A couple small refactors to clarify meaning.
15 KiB
Ansible and Porting to Python 3
Ansible can be divided into three overlapping pieces for the purposes of porting:
- Controller-side code. This is the code which runs on the machine where you invoke /usr/bin/ansible
- Modules. This is the code which Ansible transmits over the wire and invokes on the managed machine.
- module_utils code. This is code whose primary purpose is to be used by the modules to perform tasks. However, some controller-side code might use generic functions from here.
Much of the knowledge of porting code will be usable on all three of these pieces but there are some special considerations for some of it as well.
Minimum Version of Python-3.x and Python-2.x
In controller side code, we support Python-3.5 or greater and Python-2.6 or greater.
For modules (and by extension, module_utils) we support Python-3.5 and Python-2.4. Python-3.5 was chosen as a minimum because it is the earliest Python-3 version adopted as the default Python by a Long Term Support (LTS) Linux distribution (in this case, Ubuntu-16.04). Previous LTS Linux distributions shipped with a Python-2 version which users can rely upon instead of the Python-3 version.
For Python-2, the default is for modules to run on Python-2.4. This allows users with older distributions that are stuck on Python-2.4 to manage their machines.
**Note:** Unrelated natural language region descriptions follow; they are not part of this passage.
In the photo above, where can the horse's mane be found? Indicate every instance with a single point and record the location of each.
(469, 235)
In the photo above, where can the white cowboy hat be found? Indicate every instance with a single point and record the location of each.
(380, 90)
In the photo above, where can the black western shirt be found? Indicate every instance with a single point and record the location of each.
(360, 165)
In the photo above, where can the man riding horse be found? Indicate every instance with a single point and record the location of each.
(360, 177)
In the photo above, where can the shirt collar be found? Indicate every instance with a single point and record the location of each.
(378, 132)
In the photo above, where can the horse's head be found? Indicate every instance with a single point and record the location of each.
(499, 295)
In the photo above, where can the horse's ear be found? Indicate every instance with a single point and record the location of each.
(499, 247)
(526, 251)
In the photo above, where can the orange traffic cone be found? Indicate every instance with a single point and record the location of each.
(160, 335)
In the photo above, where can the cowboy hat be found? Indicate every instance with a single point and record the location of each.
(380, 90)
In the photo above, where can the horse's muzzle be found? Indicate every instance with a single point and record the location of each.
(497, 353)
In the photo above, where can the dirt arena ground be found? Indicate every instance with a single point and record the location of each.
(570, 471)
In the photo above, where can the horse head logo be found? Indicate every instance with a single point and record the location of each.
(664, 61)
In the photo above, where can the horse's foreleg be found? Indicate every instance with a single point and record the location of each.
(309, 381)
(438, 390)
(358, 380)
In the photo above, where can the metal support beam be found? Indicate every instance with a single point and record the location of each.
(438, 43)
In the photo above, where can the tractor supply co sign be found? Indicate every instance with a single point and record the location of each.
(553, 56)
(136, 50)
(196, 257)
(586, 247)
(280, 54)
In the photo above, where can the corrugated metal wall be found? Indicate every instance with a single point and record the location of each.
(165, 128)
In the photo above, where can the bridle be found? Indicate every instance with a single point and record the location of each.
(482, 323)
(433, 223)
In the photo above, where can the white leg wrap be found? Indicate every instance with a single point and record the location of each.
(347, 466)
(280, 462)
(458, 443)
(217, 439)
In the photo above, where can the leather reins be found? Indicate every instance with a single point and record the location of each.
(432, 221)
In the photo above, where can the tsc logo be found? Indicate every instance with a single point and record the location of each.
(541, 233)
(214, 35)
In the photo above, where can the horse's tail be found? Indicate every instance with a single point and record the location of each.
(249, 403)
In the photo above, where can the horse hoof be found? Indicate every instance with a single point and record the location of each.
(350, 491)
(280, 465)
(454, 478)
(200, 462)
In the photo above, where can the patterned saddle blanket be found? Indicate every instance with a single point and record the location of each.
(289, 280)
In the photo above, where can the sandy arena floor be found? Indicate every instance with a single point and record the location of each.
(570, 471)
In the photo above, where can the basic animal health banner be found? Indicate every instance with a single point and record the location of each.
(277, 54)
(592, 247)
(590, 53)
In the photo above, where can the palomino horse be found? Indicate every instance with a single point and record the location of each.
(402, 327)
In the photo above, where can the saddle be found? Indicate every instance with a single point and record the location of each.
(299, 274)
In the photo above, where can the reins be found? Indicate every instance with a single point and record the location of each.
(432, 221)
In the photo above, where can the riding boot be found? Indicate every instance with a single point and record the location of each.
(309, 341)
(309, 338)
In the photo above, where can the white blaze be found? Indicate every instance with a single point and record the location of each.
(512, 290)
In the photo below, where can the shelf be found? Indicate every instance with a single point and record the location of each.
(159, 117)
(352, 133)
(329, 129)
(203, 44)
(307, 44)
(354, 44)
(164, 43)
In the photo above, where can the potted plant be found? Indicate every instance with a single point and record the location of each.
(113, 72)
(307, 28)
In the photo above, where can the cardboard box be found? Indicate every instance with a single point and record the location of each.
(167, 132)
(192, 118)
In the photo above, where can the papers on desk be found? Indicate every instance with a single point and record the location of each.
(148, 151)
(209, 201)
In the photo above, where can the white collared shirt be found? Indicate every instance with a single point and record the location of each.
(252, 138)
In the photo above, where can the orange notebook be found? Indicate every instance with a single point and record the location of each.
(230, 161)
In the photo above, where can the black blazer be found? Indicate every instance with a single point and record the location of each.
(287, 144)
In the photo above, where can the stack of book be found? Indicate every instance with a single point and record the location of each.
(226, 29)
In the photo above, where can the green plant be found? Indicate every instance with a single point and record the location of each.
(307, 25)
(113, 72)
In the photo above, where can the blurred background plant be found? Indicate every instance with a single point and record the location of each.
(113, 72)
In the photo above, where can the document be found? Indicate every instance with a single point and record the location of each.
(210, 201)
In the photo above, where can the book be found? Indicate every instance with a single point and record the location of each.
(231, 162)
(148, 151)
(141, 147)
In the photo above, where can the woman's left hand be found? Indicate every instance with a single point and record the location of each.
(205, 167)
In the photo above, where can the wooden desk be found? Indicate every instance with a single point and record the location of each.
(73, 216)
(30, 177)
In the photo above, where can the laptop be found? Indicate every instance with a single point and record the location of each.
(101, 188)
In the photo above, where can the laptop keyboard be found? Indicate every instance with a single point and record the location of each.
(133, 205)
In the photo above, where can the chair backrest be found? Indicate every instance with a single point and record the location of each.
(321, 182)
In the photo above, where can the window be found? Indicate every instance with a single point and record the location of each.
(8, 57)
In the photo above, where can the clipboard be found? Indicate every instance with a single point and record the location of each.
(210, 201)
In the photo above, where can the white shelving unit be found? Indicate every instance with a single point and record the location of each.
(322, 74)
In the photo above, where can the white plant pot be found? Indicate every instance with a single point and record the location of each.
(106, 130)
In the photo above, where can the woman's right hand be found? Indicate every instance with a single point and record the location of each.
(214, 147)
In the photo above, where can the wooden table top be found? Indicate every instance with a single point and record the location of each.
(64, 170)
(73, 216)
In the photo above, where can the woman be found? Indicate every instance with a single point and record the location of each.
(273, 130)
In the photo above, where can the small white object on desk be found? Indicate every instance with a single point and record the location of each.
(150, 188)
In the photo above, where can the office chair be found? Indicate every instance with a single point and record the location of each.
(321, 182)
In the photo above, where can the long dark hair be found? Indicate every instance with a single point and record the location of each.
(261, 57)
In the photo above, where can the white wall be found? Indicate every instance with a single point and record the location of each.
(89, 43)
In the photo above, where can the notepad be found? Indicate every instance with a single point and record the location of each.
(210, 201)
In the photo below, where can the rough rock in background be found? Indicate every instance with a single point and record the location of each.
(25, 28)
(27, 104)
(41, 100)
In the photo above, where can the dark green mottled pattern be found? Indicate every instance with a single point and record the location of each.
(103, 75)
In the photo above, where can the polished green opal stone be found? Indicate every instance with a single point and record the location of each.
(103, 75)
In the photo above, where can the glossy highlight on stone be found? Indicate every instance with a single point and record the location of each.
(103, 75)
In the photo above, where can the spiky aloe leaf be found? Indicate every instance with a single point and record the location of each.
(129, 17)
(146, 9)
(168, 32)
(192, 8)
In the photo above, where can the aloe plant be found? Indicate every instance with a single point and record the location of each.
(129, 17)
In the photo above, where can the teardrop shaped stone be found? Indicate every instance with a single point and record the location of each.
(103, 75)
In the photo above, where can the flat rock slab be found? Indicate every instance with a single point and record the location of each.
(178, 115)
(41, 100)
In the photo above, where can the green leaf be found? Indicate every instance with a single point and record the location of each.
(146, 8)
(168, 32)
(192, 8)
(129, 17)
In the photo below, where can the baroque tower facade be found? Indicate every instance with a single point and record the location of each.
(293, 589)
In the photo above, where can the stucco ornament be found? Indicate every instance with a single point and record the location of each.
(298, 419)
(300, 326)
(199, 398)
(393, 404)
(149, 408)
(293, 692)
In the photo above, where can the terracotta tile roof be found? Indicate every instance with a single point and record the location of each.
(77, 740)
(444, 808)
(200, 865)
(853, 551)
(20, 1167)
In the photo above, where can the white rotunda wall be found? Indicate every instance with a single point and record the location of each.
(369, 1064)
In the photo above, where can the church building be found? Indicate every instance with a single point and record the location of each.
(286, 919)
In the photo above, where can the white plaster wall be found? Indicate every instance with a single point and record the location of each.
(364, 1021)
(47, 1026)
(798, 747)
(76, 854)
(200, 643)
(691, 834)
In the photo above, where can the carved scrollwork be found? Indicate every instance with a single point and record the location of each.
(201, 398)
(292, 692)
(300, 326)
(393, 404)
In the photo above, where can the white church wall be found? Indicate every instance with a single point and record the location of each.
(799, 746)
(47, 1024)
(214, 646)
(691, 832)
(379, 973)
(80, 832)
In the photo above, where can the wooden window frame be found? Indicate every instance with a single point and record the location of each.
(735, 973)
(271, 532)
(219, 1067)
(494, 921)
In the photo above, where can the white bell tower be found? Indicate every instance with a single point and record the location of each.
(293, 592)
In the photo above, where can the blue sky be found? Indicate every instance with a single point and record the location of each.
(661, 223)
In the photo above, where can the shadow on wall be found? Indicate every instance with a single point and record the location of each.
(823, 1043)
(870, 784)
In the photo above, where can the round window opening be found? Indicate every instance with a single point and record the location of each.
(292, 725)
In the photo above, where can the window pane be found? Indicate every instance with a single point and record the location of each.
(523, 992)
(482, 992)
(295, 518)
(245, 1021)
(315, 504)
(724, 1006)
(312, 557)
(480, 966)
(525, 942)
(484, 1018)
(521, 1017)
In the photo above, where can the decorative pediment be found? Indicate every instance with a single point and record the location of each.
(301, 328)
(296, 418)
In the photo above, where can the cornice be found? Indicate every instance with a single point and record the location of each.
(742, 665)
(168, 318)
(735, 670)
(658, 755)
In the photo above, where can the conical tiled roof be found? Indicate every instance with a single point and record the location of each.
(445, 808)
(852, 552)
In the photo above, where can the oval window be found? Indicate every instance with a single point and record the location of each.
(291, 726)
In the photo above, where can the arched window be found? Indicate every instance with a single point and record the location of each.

Modules are allowed to drop support for Python-2.4 when one of their dependent libraries requires a higher version of Python. This is not an invitation to add unnecessary dependent libraries in order to force your module to be usable only with a newer version of Python.; instead it is an acknowledgment that some libraries (for instance, boto3 and docker-py) will only function with a newer version of Python.
Note
Python-2.4 Support:
The only long term supported distro that we know of with Python-2.4 support is RHEL5 (and its rebuilds like CentOS5), which is supported until April of 2017. For Ansible, that means Ansible-2.3 will be the last major release that supports Python-2.4 for modules. Ansible-2.4 will require Python-2.6 or greater for modules.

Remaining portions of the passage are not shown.